Section: New Results

Algorithms and high-performance solvers

Dense linear algebra solvers for multicore processors accelerated with multiple GPUs

In collaboration with the Inria RUNTIME team and the University of Tennessee, we have designed dense linear algebra solvers that can fully exploit a node composed of a multicore processor accelerated with multiple GPUs. This work has been integrated in the latest release of the MAGMA package (http://icl.cs.utk.edu/magma/ ).

Hybrid direct/iterative solvers based on algebraic domain decomposition techniques

A first release of the MaPHyS package should be made available early in 2012 thanks to the developments conducted in the last year of the ADT. An approximation of the local Schur complement has been studied that is based on approximated inverse technique. This work is a natural extension of part of the PhD research of Mikko Byckling. Furthermore, during his master internship, Stojce Nakov has investigated the design of a Krylov subspace method, namely the conjugate gradient, on a run-time system in order to best exploit the computing capabilites of many-GPU nodes and manycore systems. In the framework of his starting PhD funded by TOTAL, Stojce Nakov will continue his work to design a new implementation of a hybrid linear solver (see Section  3.3 ) for heterogeneous manycore platforms.

Resilience in numerical simulations

In his master internship work, Mawussi Zounon investigated recovery strategies for core faults in the framework of parallel preconditioned Krylov solvers. The underlying idea is to recover fault entries of the iterate via interpolation from existing values available on neighbor cores. He will continue this work in the framework of his PhD funded by the ANR-RESCUE. Notice that theses activities are also part of our contribution to the G8-ECS (Enabling Climate Simulation at extreme scale).

Full geometric multigrid method for 3D Maxwell equations

In the context of a collaboration with the CEA/CESTA center, Mathieu Chanaud continued his PhD work on a tight combination between multigrid methods and direct methods for the efficient solution of challenging 3D irregular finite element problems arising from the discretization of Maxwell equations. A parallel solver dedicated to the ODYSSEE challenge (electromagnetism) of CEA/CESTA has been implemented and integrated. The novel parallel solver was able to solve a 1.3 billion system given a 20 million unknown problem at the coarsest level. The input mesh defines the coarsest level. This mesh is further refined to defined the grid hierarchy, where matrix free smoothers are considered to reduce the memory consumption.

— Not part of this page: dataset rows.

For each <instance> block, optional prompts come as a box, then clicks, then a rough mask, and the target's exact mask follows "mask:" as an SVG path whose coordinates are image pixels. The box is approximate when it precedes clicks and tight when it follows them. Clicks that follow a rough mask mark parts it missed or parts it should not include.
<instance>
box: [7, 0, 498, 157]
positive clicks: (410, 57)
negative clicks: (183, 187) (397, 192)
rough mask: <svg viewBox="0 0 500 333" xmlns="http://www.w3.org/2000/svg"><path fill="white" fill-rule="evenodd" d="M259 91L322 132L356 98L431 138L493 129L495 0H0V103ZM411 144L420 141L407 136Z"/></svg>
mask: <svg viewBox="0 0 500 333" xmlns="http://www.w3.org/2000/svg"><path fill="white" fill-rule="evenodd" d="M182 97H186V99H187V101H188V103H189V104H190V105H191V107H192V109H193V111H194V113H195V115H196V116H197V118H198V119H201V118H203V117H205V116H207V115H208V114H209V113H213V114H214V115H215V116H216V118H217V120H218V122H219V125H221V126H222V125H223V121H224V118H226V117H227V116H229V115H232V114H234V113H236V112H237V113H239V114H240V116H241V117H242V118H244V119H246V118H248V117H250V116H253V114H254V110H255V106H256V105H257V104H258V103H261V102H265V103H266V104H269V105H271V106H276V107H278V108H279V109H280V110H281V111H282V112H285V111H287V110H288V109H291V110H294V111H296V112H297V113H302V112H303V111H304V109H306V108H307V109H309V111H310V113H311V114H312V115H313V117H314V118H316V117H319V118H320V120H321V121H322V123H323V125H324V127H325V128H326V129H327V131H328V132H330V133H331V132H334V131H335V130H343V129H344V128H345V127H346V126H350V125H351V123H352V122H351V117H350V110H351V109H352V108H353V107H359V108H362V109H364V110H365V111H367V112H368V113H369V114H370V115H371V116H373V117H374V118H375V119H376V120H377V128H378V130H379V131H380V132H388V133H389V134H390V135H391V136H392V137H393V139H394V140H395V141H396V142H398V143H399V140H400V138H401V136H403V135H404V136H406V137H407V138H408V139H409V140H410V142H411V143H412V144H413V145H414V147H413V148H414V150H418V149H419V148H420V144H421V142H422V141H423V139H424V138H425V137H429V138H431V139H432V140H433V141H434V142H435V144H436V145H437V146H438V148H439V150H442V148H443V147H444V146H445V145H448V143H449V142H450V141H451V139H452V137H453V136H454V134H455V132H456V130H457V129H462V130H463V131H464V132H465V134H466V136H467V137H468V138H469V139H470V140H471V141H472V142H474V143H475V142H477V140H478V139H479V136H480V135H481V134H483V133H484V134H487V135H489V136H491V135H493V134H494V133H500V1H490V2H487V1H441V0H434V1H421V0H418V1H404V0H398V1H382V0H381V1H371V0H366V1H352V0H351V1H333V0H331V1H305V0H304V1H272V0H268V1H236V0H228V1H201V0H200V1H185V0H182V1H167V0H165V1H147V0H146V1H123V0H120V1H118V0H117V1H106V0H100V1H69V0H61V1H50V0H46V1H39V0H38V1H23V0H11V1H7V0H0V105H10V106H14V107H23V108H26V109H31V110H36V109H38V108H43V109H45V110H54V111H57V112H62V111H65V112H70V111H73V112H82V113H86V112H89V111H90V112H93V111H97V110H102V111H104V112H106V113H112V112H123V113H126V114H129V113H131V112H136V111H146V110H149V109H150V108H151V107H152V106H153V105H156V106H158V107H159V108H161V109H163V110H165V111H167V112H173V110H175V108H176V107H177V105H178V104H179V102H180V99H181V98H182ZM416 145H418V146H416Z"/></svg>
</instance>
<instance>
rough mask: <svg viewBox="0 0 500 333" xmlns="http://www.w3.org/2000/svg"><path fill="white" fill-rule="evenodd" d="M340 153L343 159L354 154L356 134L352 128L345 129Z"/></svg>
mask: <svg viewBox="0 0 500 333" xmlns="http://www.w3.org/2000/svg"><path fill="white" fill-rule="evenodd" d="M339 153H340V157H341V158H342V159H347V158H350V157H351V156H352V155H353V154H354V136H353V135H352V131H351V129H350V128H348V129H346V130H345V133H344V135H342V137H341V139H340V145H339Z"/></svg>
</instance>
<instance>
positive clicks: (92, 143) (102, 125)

Scalable numerical schemes for scientific applications

A work is currently carried on with TOTAL (Rached Abdelkhalek PhD). The extraordinary challenge that the oil and gas industry must face for hydrocarbon exploration requires the development of leading edge technologies to recover an accurate representation of the subsurface. Seismic modeling and Reverse Time Migration (RTM) based on the full wave equation discretization, are tools of major importance since they give an accurate representation of complex wave propagation areas. Unfortunately, they are highly compute intensive. The recent development in GPU technologies with unified architecture and general-purpose languages coupled with the high and rapidly increasing performance throughput of these components made General Purpose Processing on Graphics Processing Units an attractive solution to speed up diverse applications. We have designed a fast parallel simulator that solves the acoustic wave equation on a GPU cluster. Solving the acoustic wave equation in an oil exploration industrial context aims at speeding up seismic modeling and Reverse Time Migration. We consider a finite difference approach on a regular mesh, in both 2D and 3D cases. The acoustic wave equation is solved in a constant density or a variable density domain. All the computations are done in single precision, since double precision is not required in our context. We use nvidia CUDA to take advantage of the GPU computational power. We study different implementations and their impact on the application performance. We obtain a speed up of 16 for Reverse Time Migration and up to 43 for the modeling application over a sequential code running on general purpose CPU. The defense of this thesis is planned early 2012.

For the solution of the elastodynamic equation on meshes with local refinments, we are currently collaborating with Total to design a parallel implementation of a local time refinement technique on top of a discontinuous Galerkin space discretization. This latter technique enables to manage non-conforming meshes suited to deal with multiblock approaches that capture the locally refined regions. this work is developed in the framework of Yohann Dudouit PhD thesis. A software prototype is currently developed to address these simulations.

The calculation of acoustic modes in combustion chambers is a challenging calculation for large 3D geometries. It requires the calculation of a few of the smallest eigenpairs of large unsymmetric matrices in a paralell environment. A new block Arnoldi approach is currently developed to best benefit from the continuation scheme used in this application context. This is part of the PhD research activity of Pablo Salas.